Algorithm Watch, Automating Society — Taking Stock of Automated Decision-Making in the EU, Jan. 29, 2019
AlgorithmWatch, in cooperation with Bertelsmann Stiftung and the Open Society Foundations, authored a report on automated decision-making (ADM) in the EU. The report analyses the current stadium of ADM both at EU and 12 individual EU member states level. The objective of the report is to inform the debate about where ADM is being used, what the issues at stake are, as well as what potential ways forward exist.

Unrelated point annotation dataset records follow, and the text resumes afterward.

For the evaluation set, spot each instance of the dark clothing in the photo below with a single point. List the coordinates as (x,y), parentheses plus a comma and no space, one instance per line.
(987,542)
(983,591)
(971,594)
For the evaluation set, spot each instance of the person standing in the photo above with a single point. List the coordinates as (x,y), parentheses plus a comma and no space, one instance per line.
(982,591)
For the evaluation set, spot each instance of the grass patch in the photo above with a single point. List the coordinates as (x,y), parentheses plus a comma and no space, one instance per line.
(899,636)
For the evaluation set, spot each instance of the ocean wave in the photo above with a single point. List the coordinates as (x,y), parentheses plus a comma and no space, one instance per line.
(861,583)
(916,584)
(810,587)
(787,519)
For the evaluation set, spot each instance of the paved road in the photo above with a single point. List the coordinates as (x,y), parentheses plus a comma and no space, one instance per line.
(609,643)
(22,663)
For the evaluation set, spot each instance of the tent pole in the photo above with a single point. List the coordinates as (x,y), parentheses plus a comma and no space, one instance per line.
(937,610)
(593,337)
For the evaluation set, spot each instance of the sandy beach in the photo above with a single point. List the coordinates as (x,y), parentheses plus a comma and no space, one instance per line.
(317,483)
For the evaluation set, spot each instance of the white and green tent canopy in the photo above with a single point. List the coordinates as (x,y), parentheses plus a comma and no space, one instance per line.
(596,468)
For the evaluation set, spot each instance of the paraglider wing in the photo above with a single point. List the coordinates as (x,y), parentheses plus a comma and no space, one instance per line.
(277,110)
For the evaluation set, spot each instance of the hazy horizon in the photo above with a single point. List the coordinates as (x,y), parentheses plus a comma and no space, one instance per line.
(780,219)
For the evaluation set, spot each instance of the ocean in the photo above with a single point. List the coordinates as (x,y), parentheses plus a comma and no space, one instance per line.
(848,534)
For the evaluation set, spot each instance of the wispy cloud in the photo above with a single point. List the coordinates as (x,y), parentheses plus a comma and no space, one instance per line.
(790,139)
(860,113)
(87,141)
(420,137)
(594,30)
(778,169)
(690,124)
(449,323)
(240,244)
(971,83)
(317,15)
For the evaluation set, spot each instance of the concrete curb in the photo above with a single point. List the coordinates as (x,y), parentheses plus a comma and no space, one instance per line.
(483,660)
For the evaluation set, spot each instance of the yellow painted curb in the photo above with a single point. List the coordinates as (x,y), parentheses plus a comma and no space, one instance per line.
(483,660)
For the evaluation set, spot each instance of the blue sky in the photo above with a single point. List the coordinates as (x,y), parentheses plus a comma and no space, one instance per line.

AlgorithmWatch further provides a link to watch the launch event of the report and discussion in the European Parliament.
- Risk assessment
John Logan Koepke & David G. Robinson, Danger ahead: risk assessment and the future of bail reform, last revised on Dec. 31, 2018
John Logan Koepke and David G. Robinson assert that current pretrial risk assessment instruments do not achieve the sought after objectives of decreasing incarceration and facing racial and poverty-based inequities. The article presents guidelines for cases where pretrial risk assessments are being conducted as well as explains why the current instruments are ill-suited to achieve said objectives. The most compelling arguments are that data for predictive models is not adequate, that these models still include moral judgements that have not been scrutinized and that the results might provide decision makers with a claimed, yet false scientific objectivity.
- Face recognition technologies
Makena Kelly, Google, Amazon, and Microsoft face new pressure over facial recognition contracts, Jan. 15, 2019
Over 85 groups, including the American Civil Liberties Union (ACLU), the Electronic Frontier Foundation (EFF), Access Now and Human Rights Watch have urged Google, Amazon and Microsoft to commit not to provide face surveillance technologies to government entities. In their letters, the advocacy groups highlight the power that such partnerships could give government entities to target and single out immigrants, religious minorities and people of color.
- Privacy & Data Protection
Sandra Wachter, Data protection in the age of big data, Jan. 16, 2019
Sandra Wachter warns against pervasive inferential analytics, i.e. privacy-pervasive data collections that allow sensitive inferences to be drawn, such as levels of stress, mental illness or demographics. While raising awareness of potential discrimination caused by such inferences, the author explains why the framework given by the European General Data Protection Regulation (GDPR) does not address pervasive inferential analytics.
Jeff John Roberts, Fake Porn Videos Are Terrorizing Women. Do We Need a Law to Stop Them?, Jan. 15, 2019
In this article, the author takes a look at the current legal remedies (US) available to victims of deepfake pornography. The author further addresses the potential consequences of a reform.
Leslie Scism, New York Insurers Can Evaluate Your Social Media Use — If They Can Prove Why It’s Needed, Jan. 30, 2019
In an effort to regulate insurance underwriting, New York’s top financial regulator issued specific guidance under which conditions insurers may use algorithms to analyze personal data, including social media and other sources, when setting premium rates. Life insurers will need to provide evidence through statistical and actuarial analysis that algorithms and data are not biased against racial minorities and other groups protected by law.
The regulator’s objective is to regulate an emerging practice among insurers before it becomes common practice. The National Association of Insurance Commissioners is also working on standard setting for insurance underwriting, most notably through its “Big Data Working Group”.